KRAM (1070 AM) was a radio station licensed to serve West Klamath, Oregon, United States. The station, established in 1989, was owned by Scott D. MacArthur, personal representative of the estate of Sandra A. Falk. KRAM fell silent in July 2006 and was deleted from the FCC database in February 2010.

==Programming==
Before falling silent in July 2006, KRAM broadcast a nostalgia music radio format branded as "The Ram".

==History==
This station received its original construction permit from the Federal Communications Commission on June 6, 1985. The FCC assigned the new station the KWSA call sign on October 23, 1985. KWSA received its license to cover from the FCC on June 7, 1989.

In September 1996, Western States Broadcasting reached an agreement to sell this station to Sandra Ann Falk.
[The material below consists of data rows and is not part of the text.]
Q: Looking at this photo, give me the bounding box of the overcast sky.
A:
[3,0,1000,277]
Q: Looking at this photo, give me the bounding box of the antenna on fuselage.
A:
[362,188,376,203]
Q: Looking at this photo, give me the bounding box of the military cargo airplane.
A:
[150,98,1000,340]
The deal was approved by the FCC on December 16, 1996, and the transaction was consummated on January 9, 1997. The new owner had the FCC change the station's legal call sign to KRAM on May 1, 1997.

Station owner Sandra Ann Falk died on June 23, 2006, and the station fell silent on July 1, 2006. Scott D. MacArthur filed an application with the FCC in July 2007 to have the broadcast license involuntarily transferred to him as the personal representative of the estate of Sandra Ann Falk. The transfer was approved by the FCC on August 8, 2007. MacArthur, in an August 2007 filing with the FCC, declared his intention to sell KRAM to a third party to "allow the estate to pay creditors, including local merchants and the state of Oregon." However, by February 2010 the station had not yet been sold. On February 24, 2010, the FCC dismissed the long-standing application for authorization to remain silent, declared the station's broadcast license forfeit, and deleted the KRAM call sign from the broadcast database.